Albiero's son Nick was an outstanding swimmer for Louisville by 2020. An accomplished collegiate swimmer, and a member of the U.S. National team, he made the Brazilian Olympic team in the 200 butterfly in 2024.

==Service to the swimming community==
For the London 2012 Olympic Games, Albiero accepted a position as the Portuguese Olympic coach. In 2015, while at Louisville, Albiero served on the USA Coaching Staff, coaching the American team at the Pan American Games. Among his more significant achievements as Louisville swim coach, Albiero greatly expanded scholarship opportunities, and oversaw the building of the new Ralph Wright Natatorium. He served as the President of College Swimming and Diving Coaches Association of America (CSCAA) and testified before the House Judiciary Committee in 2025 concerning Anti-trust law.

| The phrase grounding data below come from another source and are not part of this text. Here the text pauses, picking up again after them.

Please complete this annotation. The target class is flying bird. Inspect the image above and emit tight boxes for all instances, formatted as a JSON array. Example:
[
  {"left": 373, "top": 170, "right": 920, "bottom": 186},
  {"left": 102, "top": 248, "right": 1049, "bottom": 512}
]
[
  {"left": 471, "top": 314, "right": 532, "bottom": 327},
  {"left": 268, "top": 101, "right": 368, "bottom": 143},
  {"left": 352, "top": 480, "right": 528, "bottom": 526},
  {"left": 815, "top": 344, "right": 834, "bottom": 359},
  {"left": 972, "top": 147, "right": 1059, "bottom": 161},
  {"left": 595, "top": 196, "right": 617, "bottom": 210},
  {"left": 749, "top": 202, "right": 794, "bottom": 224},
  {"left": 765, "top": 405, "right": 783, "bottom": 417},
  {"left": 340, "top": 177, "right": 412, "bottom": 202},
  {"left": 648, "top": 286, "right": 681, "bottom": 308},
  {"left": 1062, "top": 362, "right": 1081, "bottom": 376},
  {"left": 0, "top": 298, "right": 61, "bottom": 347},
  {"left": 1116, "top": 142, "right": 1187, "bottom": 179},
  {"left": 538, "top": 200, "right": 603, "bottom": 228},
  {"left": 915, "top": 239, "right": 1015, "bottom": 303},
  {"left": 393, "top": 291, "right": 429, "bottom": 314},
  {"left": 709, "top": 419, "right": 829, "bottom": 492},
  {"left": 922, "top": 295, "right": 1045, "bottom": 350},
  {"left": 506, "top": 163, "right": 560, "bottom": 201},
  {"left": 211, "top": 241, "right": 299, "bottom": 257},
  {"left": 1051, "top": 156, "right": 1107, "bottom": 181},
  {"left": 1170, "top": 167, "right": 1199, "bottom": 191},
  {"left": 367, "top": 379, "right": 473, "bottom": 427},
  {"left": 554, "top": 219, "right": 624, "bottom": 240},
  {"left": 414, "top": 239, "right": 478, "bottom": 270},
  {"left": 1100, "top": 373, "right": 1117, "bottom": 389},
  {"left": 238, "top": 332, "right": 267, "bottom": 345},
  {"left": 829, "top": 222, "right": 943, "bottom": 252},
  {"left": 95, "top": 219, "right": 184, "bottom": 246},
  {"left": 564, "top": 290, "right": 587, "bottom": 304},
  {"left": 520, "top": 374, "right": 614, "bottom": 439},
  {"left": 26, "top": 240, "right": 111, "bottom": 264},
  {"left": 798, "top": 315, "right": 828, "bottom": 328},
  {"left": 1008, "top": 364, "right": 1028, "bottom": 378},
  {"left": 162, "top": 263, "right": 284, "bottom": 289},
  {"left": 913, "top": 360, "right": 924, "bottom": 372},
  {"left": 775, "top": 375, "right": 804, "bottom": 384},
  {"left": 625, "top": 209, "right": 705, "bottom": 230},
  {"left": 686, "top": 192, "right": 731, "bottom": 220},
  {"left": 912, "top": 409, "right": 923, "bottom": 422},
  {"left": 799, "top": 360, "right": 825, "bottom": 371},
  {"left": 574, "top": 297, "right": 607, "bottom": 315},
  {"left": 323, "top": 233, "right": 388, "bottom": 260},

Albiero married Amy Comerford on April 27, 1996, a former outstanding swimmer at Oakland University who has also coached and would become a member of the Oakland University Athletic Hall of Honor. Their children are Estefan, Nicolas, an accomplished competitive swimmer for Louisville, and Gabriela, who also swam for Louisville.

== Honors ==
Around the 2009-2011 swim seasons, Albiero was twice named the Big East Conference Coach of the Year.
He became a member of the University of Oakland Athletic Hall of Honor in 2012. He was twice honored as the National Coach of the Year by Swimswam Magazine. In a unique honor, he became a member of the College Swimming and Diving Coaches Association of America's 100 greatest coaches of the Century in 2021.